Stir in enough flour to make a stiff batter.

Make the batter very sweet with brown sugar.

Add a coffee cup of distiller's yeast.

Let it rise twenty-four hours before using.

Where the use of domestic yeast is impracticable, that obtained from the distillery can be substituted.

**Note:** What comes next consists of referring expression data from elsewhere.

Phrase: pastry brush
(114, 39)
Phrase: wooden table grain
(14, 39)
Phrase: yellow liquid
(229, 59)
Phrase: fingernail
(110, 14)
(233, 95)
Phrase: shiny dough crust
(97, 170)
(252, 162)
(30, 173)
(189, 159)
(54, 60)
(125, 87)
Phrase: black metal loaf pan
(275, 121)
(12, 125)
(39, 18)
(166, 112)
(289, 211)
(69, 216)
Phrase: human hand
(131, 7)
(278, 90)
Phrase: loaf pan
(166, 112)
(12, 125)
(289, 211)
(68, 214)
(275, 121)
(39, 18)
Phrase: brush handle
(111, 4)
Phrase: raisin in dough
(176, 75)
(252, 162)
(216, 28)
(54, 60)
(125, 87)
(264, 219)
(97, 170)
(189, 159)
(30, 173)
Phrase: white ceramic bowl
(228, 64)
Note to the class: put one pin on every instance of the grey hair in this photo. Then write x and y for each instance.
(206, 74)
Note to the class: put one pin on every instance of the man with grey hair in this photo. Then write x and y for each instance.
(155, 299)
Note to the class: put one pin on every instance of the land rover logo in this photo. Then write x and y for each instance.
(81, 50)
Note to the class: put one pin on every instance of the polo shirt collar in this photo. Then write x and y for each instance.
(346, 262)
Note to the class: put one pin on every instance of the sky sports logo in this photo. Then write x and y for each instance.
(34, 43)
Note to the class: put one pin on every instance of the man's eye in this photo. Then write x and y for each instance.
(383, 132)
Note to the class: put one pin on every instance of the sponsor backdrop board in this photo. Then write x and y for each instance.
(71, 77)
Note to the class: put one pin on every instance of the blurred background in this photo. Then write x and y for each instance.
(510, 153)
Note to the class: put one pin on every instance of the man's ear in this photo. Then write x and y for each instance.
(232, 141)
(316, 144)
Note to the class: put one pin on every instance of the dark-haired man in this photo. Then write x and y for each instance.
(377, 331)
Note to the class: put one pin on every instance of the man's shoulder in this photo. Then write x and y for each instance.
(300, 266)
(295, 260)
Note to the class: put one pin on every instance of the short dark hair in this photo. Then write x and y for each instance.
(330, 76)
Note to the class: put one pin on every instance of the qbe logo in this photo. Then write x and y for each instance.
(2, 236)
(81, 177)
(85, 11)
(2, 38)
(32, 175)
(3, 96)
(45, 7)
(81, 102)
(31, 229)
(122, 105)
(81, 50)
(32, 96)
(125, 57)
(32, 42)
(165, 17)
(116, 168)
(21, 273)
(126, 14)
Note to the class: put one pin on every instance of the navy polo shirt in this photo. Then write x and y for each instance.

It has been claimed that the compressed yeast of modern use, is worthless for making election cake. This is incorrect, for although it is undoubtedly less successful, as a rule, still excellent loaf cake has been made of it. It requires a cake and a half of Fleischman's yeast to raise seven loaves of cake

Johnson, Ellen Wadsworth.  Hartford Election Cake and Other Receipts: chiefly from manuscript sources. Hartford, CT:  1889.

Election Cake    Fannie Farmer 1912

1/2 cup butter.    1 cup bread dough.
1 egg.                 1 cup brown sugar.
1/2 cup sour milk.
2/3 cup raisins seeded and cut in pieces.
8 finely chopped figs.  1 1/3 cups flour.
1/2 teaspoon soda.       1 teaspoon cinnamon.
1/4 teaspoon clove.      1/4 teaspoon mace.
1/4 teaspoon nutmeg.   1 teaspoon salt.

Work butter into dough, using the band. Add egg well beaten, sugar, milk, fruit dredged with two tablespoons flour, and flour mixed and sifted with remaining ingredients. Put into a well-buttered bread pan, cover, and let rise one and one-fourth hours. Bake one hour in a slow oven. Cover with Boiled Milk Frosting.

Milk Frosting

1 ½ cups sugar   1 teaspoon butter
1/2 cup milk       1/2 teaspoon vanilla

Put butter in saucepan; when melted, add sugar and milk. Stir, to be sure that sugar does not adhere to saucepan, heat to boiling-point, and boil without stirring thirteen minutes. Remove from fire, and beat until of right consistency to spread; then add flavoring and pour over cake, spreading evenly with back of spoon. Crease as soon as firm.  [Spread a boiled icing on a slightly warm cake.  Crease with a knife the hardened icing, or else the icing will break when cut].

Farmer, Fannie.  The Boston Cooking-School Cook Book.  Boston: 1912

Image: The County Election by George Caleb Bingham 1852 at the Saint Louis Art Museum, St. Louis, MO.